British police charge 17-year-old with murder over a stabbing attack that killed 3 children

British police charge 17-year-old with murder over a stabbing attack that killed 3 children

LONDON (AP) — On Thursday, British police said that they had charged a 17-year-old with murder in connection

with a stabbing incident that killed three young girls and critically injured numerous more. The accusations were

made while agitators fuelled by rage and false information clashed with police close to the prime minister’s London

home, and the traumatised town of Southport was cleaning up after a wave of far-right violence.

A Taylor Swift-themed summer holiday dance and yoga class was attacked, resulting in three counts of murder and

ten counts of attempted murder against the youngster, who has not been named due to his age, according to the

Merseyside Police department.

Later on Thursday, he is scheduled to appear in court in Liverpool.


On Monday, a knife-wielding assailant broke in while about two dozen kids were at the summer vacation session.

Bebe King, age 6, Elsie Dot Stancombe, age 7, and Alice Dasilva Aguiar, age 9, passed away from their wounds. Five

girls and two adults are among the ten other injured individuals in critical condition.

Far-right demonstrators have launched several violent protests, ostensibly in response to the attack, clashing with

police outside a mosque in Southport on Tuesday.
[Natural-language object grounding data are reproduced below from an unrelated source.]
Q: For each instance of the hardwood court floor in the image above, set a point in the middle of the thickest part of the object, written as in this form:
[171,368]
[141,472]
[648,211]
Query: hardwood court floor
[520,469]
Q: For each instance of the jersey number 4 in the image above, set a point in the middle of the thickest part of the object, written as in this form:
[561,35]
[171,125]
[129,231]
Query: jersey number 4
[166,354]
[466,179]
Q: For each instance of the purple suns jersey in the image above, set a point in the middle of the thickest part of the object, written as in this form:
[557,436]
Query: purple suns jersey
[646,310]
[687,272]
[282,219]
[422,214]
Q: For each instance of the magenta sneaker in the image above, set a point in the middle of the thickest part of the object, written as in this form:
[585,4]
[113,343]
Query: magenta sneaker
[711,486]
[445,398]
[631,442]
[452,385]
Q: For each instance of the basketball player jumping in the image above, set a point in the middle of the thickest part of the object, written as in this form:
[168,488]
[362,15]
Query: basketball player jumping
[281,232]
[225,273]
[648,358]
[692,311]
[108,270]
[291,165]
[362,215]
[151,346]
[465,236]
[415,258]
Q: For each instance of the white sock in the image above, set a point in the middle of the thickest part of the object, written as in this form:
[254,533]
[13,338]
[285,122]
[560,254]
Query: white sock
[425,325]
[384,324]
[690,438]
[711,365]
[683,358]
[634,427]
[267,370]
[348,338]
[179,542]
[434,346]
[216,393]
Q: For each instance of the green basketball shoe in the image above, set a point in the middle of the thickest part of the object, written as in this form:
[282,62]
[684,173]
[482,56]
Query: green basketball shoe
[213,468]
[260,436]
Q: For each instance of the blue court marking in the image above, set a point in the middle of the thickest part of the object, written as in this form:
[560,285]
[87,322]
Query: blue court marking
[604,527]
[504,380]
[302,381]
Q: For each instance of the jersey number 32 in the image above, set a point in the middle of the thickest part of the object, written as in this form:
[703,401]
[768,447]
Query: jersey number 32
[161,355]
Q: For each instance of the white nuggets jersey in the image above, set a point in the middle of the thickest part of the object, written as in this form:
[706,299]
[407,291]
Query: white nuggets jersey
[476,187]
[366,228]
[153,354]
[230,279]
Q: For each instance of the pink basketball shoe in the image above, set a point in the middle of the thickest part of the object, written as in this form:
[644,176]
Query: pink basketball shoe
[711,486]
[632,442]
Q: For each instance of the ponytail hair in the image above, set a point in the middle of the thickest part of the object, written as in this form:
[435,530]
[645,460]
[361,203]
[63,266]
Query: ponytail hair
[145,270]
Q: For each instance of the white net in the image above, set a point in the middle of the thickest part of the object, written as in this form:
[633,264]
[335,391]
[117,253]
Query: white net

On Wednesday night, a few hundred demonstrators threw flares and beer cans close to British Prime Minister Keir

Starmer’s home on Downing Street in the heart of London. According to London’s Metropolitan Police force, over

100 persons were taken into custody for crimes like assault on an emergency worker and violent disorder.

In the northeastern English town of Hartlepool, police also had to deal with violent protesters as far-right

organisations try to incite ire over an attack they have attempted to attribute—without proof—on immigrants.

Residents of Southport cleared broken stones and glass from the streets hours earlier after far-right demonstrators

and police battled outside a mosque in the coastal town.

In the northeastern English town of Hartlepool, police had to deal with violent protesters as far-right organisations

try to incite ire over an attack they have attempted to attribute—without proof—on immigrants. Residents of

Southport cleared broken stones and glass from the streets hours earlier after far-right demonstrators and police

engaged in combat outside a mosque in the coastal town. On Wednesday night, a few hundred demonstrators threw

flares and beer cans close to British Prime Minister Keir Starmer’s home on Downing Street in the centre of London.

According to London’s Metropolitan Police force, more than 100 people were arrested for violent disorder and

assault on an emergency worker.

Starmer condemned the “thuggery” and said the protesters “hijacked” the community’s grief.

Norman Wallis, chief executive of the Southport Pleasureland amusement park, was one of dozens of people who

turned up with brushes and shovels to clear the debris.

“It’s horrendous what those hooligans have done last night,” he said. “But none of those people were the people of

Southport,” he added. “The people of Southport are the ones here today cleaning the mess up.”

He learned later that the woman had confronted the mob and told them the Windsor Mini Mart was her shop and

asked them to stop. The next morning he went get down to his shop were people waiting to help him clean up.

“I feel safe again because people are here to protect us,” he said.

The Southport rampage is the most recent horrifying incident in a nation where a recent spike in knife crime has

heightened fears and prompted demands that the government take more action to combat bladed weapons, which

are by far the most often used weapons in homicides in the United Kingdom.

In the chaos outside the Hart Space, a community centre that holds events ranging from prenatal classes to women’s boot camps, witnesses reported hearing cries and seeing youngsters covered in blood.

Joel Verite, a window cleaner riding in a van on his lunch break, said his colleague slammed on the brakes and

reversed to where a woman was hanging on the side of a car covered in blood.

“She just screamed at me: ‘He’s killing kids over there. He’s killing kids over there,’” Verite told Sky News.

“It was like a scene you’d see on a disaster film,” he said. “I can’t explain to you how horrific it is what I saw.”

When 43-year-old Thomas Hamilton shot and killed 16 kindergarteners and their teacher in a Dunblane, Scotland,

school gymnasium in 1996, it was the bloodiest attack on children in Britain. The private possession of nearly all

pistols was later outlawed in the UK.

Mass stabbings are uncommon, even though knives are used in roughly 40% of killings annually.